A growing market of private services exists, but the Ministry of Health continues to be the main provider of services for the Nicaraguan population as a whole. A study of health care financing options identified a sizable private sector that provides care that is more costly but of better quality. Although the social security system offers medical services to approximately 5% of the population, its resources are insufficient and the basic basket of services that it provides is limited. Social security affiliates who have more serious health problems must seek care in health facilities of the Ministry of Health, but there are no agreements for the transfer of funds, so delivery of these services constitutes a de facto subsidy of the social security system.

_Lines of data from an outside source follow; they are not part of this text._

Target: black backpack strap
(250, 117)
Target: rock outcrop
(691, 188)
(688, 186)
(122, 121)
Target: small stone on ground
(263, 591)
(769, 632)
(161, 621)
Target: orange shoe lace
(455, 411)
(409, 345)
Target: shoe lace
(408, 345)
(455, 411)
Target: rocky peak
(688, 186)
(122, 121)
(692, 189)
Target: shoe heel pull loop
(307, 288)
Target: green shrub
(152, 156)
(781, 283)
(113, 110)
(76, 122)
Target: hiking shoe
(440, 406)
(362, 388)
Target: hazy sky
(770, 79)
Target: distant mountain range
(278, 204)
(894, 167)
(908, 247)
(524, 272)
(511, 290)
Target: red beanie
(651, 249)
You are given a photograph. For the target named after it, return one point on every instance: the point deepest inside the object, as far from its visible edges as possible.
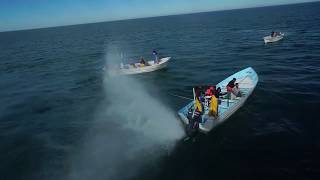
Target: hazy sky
(28, 14)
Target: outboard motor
(193, 125)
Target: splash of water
(131, 129)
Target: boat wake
(132, 130)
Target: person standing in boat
(231, 89)
(142, 62)
(155, 53)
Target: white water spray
(133, 129)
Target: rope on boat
(182, 97)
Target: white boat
(270, 39)
(247, 80)
(150, 66)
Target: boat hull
(152, 67)
(247, 80)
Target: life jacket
(213, 110)
(229, 89)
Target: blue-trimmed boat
(247, 80)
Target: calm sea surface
(51, 88)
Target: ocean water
(57, 120)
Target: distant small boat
(247, 80)
(270, 39)
(138, 68)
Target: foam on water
(132, 129)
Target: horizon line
(137, 18)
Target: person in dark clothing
(142, 61)
(231, 84)
(218, 93)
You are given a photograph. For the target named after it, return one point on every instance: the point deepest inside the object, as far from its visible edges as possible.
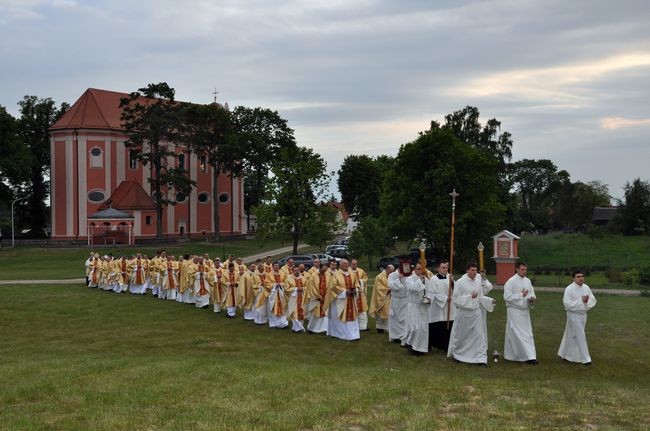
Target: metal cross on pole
(453, 195)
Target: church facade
(101, 194)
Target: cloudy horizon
(364, 77)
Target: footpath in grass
(78, 358)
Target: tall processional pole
(453, 195)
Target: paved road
(253, 257)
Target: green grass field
(74, 358)
(568, 250)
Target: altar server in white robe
(261, 309)
(519, 296)
(362, 300)
(380, 300)
(341, 304)
(317, 287)
(468, 340)
(578, 299)
(419, 291)
(441, 307)
(295, 286)
(398, 302)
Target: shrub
(644, 275)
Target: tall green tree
(300, 177)
(360, 183)
(321, 227)
(261, 133)
(208, 132)
(152, 121)
(425, 172)
(576, 203)
(465, 125)
(532, 182)
(14, 157)
(635, 210)
(36, 117)
(371, 239)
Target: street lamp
(13, 240)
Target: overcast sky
(569, 79)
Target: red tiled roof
(129, 195)
(95, 109)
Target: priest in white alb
(341, 304)
(577, 300)
(519, 296)
(468, 341)
(398, 302)
(442, 312)
(419, 289)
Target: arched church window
(96, 196)
(96, 158)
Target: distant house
(342, 216)
(603, 215)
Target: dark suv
(305, 259)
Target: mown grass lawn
(77, 358)
(569, 250)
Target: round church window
(96, 196)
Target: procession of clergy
(421, 311)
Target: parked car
(323, 257)
(388, 260)
(340, 253)
(413, 255)
(329, 248)
(306, 259)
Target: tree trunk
(296, 236)
(215, 203)
(158, 191)
(37, 212)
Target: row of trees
(284, 182)
(406, 197)
(25, 161)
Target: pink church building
(101, 194)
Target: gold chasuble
(317, 285)
(362, 302)
(350, 311)
(217, 292)
(278, 278)
(229, 282)
(380, 301)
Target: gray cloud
(363, 77)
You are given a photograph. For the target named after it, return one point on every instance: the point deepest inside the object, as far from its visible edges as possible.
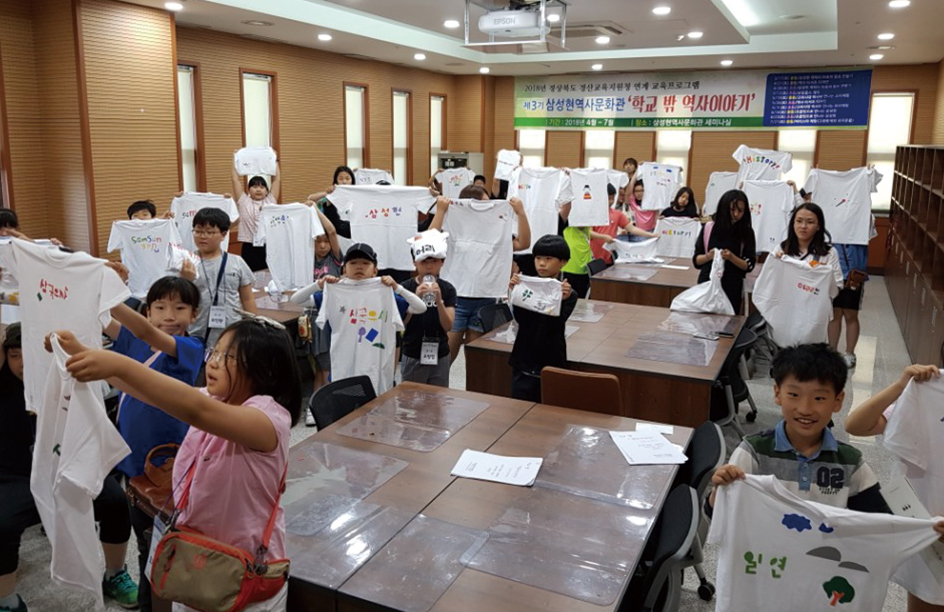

A study demonstrated that many users pay directly for a significant proportion of the total cost of health services, even in the public sector. Widespread payment for private services, direct payment to public health care providers, and frequent purchases of drugs and supplies by users of public services result in significant out-of-pocket expenditures, which are an important source of health care financing without which the public sector would face tremendous fiscal pressure and users would receive even fewer services. The weight of these economic contributions, however, is not distributed evenly or equitably. In poor rural areas of Nicaragua, families tend to suffer more illness but seek less medical attention than those in urban areas who have higher incomes. In the rural population, the increase in payment for services in public facilities has led to a significant reduction in the use of these services, which has been only slightly offset by patients seeking care from other sources. In the urban population, on the other hand, especially in Managua, similar relative increases have led to changes in the mix of the public services used as well as greater substitution of care from other sources and only a small reduction in overall use of services.